In the story about the chaplain intern, if we were to imagine his next visit — assuming he learned from his housekeeper-mentor and developed his own relationship with the patient — this is what we might see: Arranging a prayer for healing that the patient desires, the chaplain intern already has invited the housekeeper. He asks the few family members who happen to be present, and the nurse who walked in but starts to leave, all to join in prayer. After distributing different readings and prayers to people for the brief service, he invites each to lay hands on the head of the patient, in silence.

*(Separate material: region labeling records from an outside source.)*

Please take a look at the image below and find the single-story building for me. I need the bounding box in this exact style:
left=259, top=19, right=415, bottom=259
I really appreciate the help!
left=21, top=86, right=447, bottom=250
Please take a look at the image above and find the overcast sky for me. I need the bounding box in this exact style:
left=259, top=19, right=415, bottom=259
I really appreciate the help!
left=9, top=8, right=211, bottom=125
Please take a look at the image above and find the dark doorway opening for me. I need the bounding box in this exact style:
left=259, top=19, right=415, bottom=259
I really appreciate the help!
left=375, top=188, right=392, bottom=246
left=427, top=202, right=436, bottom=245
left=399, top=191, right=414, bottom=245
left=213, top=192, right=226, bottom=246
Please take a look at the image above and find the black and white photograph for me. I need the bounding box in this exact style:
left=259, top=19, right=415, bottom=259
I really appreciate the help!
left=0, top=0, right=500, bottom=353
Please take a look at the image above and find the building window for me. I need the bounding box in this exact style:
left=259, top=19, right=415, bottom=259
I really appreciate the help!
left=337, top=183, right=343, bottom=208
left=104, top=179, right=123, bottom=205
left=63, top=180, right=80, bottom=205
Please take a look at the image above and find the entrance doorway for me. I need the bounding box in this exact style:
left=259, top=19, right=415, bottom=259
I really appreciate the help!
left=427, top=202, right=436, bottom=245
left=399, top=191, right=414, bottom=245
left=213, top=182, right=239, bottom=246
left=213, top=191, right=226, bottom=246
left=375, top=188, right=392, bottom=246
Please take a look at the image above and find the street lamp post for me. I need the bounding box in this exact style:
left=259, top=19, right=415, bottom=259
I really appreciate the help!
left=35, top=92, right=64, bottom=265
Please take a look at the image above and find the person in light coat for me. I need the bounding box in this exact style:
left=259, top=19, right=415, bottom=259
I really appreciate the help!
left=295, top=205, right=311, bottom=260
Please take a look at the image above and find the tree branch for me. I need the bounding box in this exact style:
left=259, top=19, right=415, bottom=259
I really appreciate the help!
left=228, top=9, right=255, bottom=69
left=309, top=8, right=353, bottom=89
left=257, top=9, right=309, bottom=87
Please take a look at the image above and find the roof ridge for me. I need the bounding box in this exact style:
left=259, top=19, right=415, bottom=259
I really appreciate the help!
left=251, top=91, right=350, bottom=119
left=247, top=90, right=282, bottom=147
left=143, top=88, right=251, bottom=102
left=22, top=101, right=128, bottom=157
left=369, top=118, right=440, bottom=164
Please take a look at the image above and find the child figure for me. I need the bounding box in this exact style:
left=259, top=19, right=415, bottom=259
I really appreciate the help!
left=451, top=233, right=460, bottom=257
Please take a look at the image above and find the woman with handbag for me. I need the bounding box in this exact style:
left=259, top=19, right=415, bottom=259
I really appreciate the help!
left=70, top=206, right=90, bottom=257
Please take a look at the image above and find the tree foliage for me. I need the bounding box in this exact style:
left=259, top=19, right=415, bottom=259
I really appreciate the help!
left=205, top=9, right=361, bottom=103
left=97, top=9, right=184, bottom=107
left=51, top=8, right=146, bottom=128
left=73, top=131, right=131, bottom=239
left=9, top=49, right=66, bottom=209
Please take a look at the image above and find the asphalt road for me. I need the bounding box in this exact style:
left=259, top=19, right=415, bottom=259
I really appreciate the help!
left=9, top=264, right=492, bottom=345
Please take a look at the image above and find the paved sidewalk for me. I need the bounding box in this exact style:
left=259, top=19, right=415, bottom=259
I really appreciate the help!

The reading of the Scripture, the hands laid in silence and the prayers recited in faith of all those offering spiritual care — empowered and insured by the pastoral caregiver — maybe that day in the hospital, maybe now in a clinic, or at home, or one day in the senior care center, or the community center, here is what is true for all of those times and places: Ritual embodies reality.
Those voices raised up in earnest supplication, or hands laid down in tender touch, are from all the people who have encountered this person, past and present. They are empowering in ritual perhaps a now-elderly mother whose hands long ago changed a diaper, a stranger who moves from mopping a floor to mending a heart — all have paused in contemplative space for the healing of the spirit.
All will be well, as Julian of Norwich tells us through the ages, because all voices and all hands are invited into a space where for a moment — and more — all will be well.
FR. JOSEPH DRISCOLL is vice president, spirituality, Bon Secours Health System, Marriottsville, Maryland.